Survival 101: Coyote Trails School of Nature teaches kids primitive living skills

Roughing It Feature

by Julie French

In the hills of Earth Teach Forest Park is a bear den that will hold 19 campers and counselors sitting should to shoulder. After getting their faces painted with black stripes, they crawl in one at a time and form a ring around the fire pit. Instructor-in-training Amanda Smith leads them in a slow, chanting song, then asks, "Do you want to howl like a coyote" Let's howl like a coyote."

On the count of three the den erupts in howls, the hole in the ceiling fills with light, and the students reach a consensus that their howling woke up the sun.

 

This is the Coyote Trails School of Nature, a summer camp that teaches kids, their parents and grandparents skills for primitive forest living. Over the course of a week-long day camp, campers learn how to build a shelter similar to the bear den using no artificial materials, start a fire without the aid of a match, track animals and find safe drinking water and food. The most advanced campers spend a week in the woods with only a wool blanket and the meager supplies they make themselves - smoked salmon, a gourd canteen and a bag made from animal hide.

"At Coyote Trails, we don't teach that you have to conquer nature," said Director Joe Kreuzman. "It's very easy to live at one with our natural environment."

Kreuzman started the camp three years ago to give kids the contact with nature he longed for when he was growing up I Ohio. His teaching philosophy focuses on developing an awareness of self and surroundings and is largely experience-based.

To develop awareness, campers spend up to an hour a day in their "sit spot," observing how one are changes over time and developing a familiarity with the spot. The instructors ask more questions than they give answers to help kids "know what they already know," and give them skills that they can apply when they return home.

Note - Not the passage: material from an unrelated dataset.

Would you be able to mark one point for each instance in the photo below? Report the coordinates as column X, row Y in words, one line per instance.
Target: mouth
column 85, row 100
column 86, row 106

By mid-week, the campers have changed, moving at a slower pace, Kreuzman said.

After the visit to the bear den, he pointed out how quietly they walked up to the campfire, where they made ash cakes for a snack.

Instructor Alex Carney leads the kids through a litany of questions, asking how bread is made, where flour comes from, what else would be used in place of wheat. Then he demonstrates how to shape today's ask cakes - made from cornmeal amaranth, red clover flowers and berries - and set it on the coals to cook. "Why is it called ash cake?" he asked.

"Because it has a lot of ashes," came the chorus of replies.

One the cakes are finished cooking; the campers blow off the ashes, drizzle them in honey and start munching.

"These are definitely better than s'mores," said Karan, 8. "Or a marshmallow!" he added.

Karan said he definitely wanted to return to camp, and Kreuzman and the rest of his staff want kids like him to be able to return throughout the year. They are creating a nature curriculum in conjunction with Oregon's state mandated curriculum and host field trips during the school year.

Jennifer Wahpepah, a special education teacher at Ashland High School, took her class in the spring of 2006, and said the lessons her students learned out in the woods helped them back in the classroom.

"Anything that helps with their self esteem or problem solving, overcoming obstacle, taking risks, all apply directly to city life and also in the classroom," she said.